Schnell-Inderst P; Kunze S; Hessel F; Grill E; Siebert U; Nickisch A; von Voss H; Wasem J
Hörscreening für Neugeborene - Update
Volltext: http://gripsdb.dimdi.de/de/hta/hta_berichte/hta137_bericht_de.pdf (3042 KB)
Dieser Bericht aktualisiert einen Vorgänger-HTA-Bericht aus dem Jahr 2004. Zum gleichen Thema erstellt zur Zeit das Institut für Qualität und Wirtschaftlichkeit im Gesundheitswesen (IQWiG) eine umfassende Analyse im Auftrag des Gemeinsamen Bundesausschusses. Die DIMDI-Autoren sehen aufgrund Ihrer Update-Recherche die Evidenz als gesichert an, dass universelle Hörscreening Programme für Neugeborene (UNHS) bei entsprechender Qualitätssicherung eine Vorverlegung der Therapie in das Lebensalter von sechs Monaten erzielen können. Hinweise auf relevante negative Auswirkungen des Screenings auf Kinder mit falsch positiven Testergebnissen und deren Eltern wurden nicht identifiziert. Schwieriger sei eine empirische Absicherung der genauen Abschätzung der Vorteile einer frühen Intervention. Randomisierte Studien verbieten sich hier aus ethischen Gründen, prospektive Beobachtungsstudien mit langfristigem Zeithorizont bei seltenen Erkrankungen sind aufwändig und langwierig. Gleichzeitig seien jedoch die Vorteile einer frühen Intervention für eine normale Sprachentwicklung sehr wahrscheinlich. Die Autoren empfehlen daher, ein UNHS-Programm als GKV-Leistung in Deutschland einzuführen. Bei stationären Geburten sollte es wegen der zu erzielenden höheren Erfassungsraten und der günstigeren Untersuchungsbedingungen bei Neugeborenen noch während des Krankenhausaufenthalts durchgeführt werden.

Bockelbrink A; Rasch A; Roll S; Willich SN; Greiner W
Welche Auswirkung hat die Kataraktoperation auf das Entstehen oder das Fortschreiten einer altersbedingten Makuladegeneration (AMD)?
Volltext: http://gripsdb.dimdi.de/de/hta/hta_berichte/hta145_bericht_de.pdf (507KB)
Ziel dieser Arbeit war die Beurteilung der medizinischen und ökonomischen Auswirkungen von Kataraktextraktionen auf das Entstehen oder Fortschreiten einer AMD. Insgesamt zeigt der HTA-Bericht, dass es nur wenige Veröffentlichungen gab, die sich mit der Entwicklung von AMD infolge von Kataraktextraktionen befassten. Das wissenschaftliche Evidenzniveau wird als nicht sehr hoch bewertet, so dass es für die Autoren nicht möglich war, zu einer eindeutigen medizinischen Schlussfolgerung zu gelangen.

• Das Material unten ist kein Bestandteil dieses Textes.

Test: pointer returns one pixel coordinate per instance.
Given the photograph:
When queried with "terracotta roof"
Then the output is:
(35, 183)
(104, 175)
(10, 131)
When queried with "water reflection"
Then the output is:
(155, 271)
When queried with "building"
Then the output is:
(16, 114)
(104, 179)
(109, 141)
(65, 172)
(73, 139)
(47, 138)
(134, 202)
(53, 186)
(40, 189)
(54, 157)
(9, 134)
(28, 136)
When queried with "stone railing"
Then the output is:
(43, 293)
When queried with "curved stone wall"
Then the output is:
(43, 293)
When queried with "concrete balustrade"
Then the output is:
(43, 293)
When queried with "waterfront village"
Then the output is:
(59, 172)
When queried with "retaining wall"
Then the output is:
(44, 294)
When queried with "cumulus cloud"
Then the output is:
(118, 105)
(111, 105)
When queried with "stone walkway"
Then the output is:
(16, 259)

Zietemann V; Schwarzer R; Bewertung des Mehrnutzens der Therapie mit Glitazonen im Vergleich zur Therapie mit Metformin oder Sulfonylharnstoffen bei der Behandlung des Typ 2 Diabetes mellitus
Volltext: http://gripsdb.dimdi.de/de/hta/hta_berichte/hta150_bericht_de.pdf (1001 KB)

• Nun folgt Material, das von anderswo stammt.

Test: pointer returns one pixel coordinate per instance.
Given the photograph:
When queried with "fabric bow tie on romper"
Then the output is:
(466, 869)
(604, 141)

Für die Bewertung der klinischen Effektivität wurden insgesamt 38 Vollpublikationen (und 25 zusätzliche Abstracts) eingeschlossen. Der Bericht findet keine ausreichende Evidenz aus randomisierten, kontrollierten Studien zum Vergleich von Glitazonen mit Metformin oder Sulfonylharnstoffen (SH) in Bezug auf die Langzeitendpunkte Morbidität und Mortalität. Aus randomisierten, kontrollierten Studien mit vergleichsweise kurzen Zeithorizonten lasse sich jedoch auf Basis der dort untersuchten Surrogatparameter eine Überlegenheit der Glitazone im Vergleich zu Metformin oder SH ableiten. Die gesundheitsökonomischen Evaluationen würden darauf hindeuten, dass Glitazone kosteneffektiv seien.

Alle HTA-Berichte sind über die DIMDI-Homepage unter HTA/ Veröffentlichungen/ DAHTA-Datenbank als Volltextdokumente kostenlos erhältlich. Die meist sehr umfangreichen Technologiebewertungen sind als wissenschaftliches Informationsangebot ohne direkte Verbindlichkeit zu verstehen. Detaillierte Informationen zum Thema HTA beim DIMDI finden Sie im Untermenu "HTA" auf deren Homepage www.dimdi.de.